Two things to note that have already happened before Justice Ginsburg’s praises:

…In a matter of months, Egypt’s ultra-conservative Salafists have beaten a path from marginalised religious sect to major political force…

We meet the president of the Salafist Al Nour party as he leads prayers at a mosque in Alexandria. “Before the revolution prayers were on more general subjects…now we are freer and we can be more frank,” Emad Abdul Ghafour tells us.

Like fellow members, he’s brimming with confidence. They’ve just scored 24% of the vote in Egypt’s landmark elections, making them the second biggest bloc in parliament. Not bad for a political party founded just nine months ago.

Hosni Mubarak’s departure in February 2011 has seen Egypt’s Salafists emerge from the shadows. Before, they operated in the half-light, in little mosques like these, the former leader’s security services – wary of Islamists – never far away.

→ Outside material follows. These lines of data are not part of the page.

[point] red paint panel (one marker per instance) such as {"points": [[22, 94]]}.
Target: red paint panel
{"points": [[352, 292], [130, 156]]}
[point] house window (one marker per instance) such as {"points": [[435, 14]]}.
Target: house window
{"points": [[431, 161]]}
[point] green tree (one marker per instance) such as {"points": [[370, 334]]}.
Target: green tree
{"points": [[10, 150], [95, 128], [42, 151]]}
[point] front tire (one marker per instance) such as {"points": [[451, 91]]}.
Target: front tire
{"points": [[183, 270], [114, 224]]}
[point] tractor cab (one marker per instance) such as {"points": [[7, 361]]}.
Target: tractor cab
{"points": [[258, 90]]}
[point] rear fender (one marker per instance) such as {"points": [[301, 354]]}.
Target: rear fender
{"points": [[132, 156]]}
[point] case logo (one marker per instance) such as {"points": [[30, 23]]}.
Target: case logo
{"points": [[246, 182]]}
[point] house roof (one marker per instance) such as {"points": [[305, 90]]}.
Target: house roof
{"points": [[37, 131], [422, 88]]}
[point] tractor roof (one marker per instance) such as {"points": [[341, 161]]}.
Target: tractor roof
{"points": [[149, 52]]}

Now, they can openly advocate their agenda. Their ideal society is that of the first Muslims, one based on a strict adherence to the Koran and Sharia law.

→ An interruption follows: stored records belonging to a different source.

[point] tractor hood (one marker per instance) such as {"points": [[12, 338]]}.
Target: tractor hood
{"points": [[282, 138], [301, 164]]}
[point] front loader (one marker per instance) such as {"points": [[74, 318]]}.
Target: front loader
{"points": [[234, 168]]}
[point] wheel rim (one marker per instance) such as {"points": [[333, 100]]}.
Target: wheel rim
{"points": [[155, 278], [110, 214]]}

What is striking among the party’s leaders and supporters is the belief that this model will soon become reality. They’re buoyed by election results which have seen Egyptians vote overwhelmingly for Islam – the Salafists coming in second only to the Muslim Brotherhood.

…read more…

The second is that the most popular movement in Egypt — the Muslim Brotherhood — is on the same page with the second most popular movement:

Muslim Brotherhood and Salafis agree that Sharia should be imposed on Egypt

Whatever their disagreements may be about how Sharia should be implemented, if the Muslim Brotherhood and the Salafis do succeed in imposing Sharia upon Egypt, we will see restrictions on the freedom of speech, the freedom of conscience, and the rights of women and non-Muslims. Wherever and whenever Sharia has been implemented, this has been the case. Yet in the U.S., we are forced to believe on pain of “Islamophobia” charges that Sharia is so multiform as to have no particular content and is fully compatible with Constitutionally protected freedoms — and on the basis of these false claims, anti-Sharia legislation is struck down.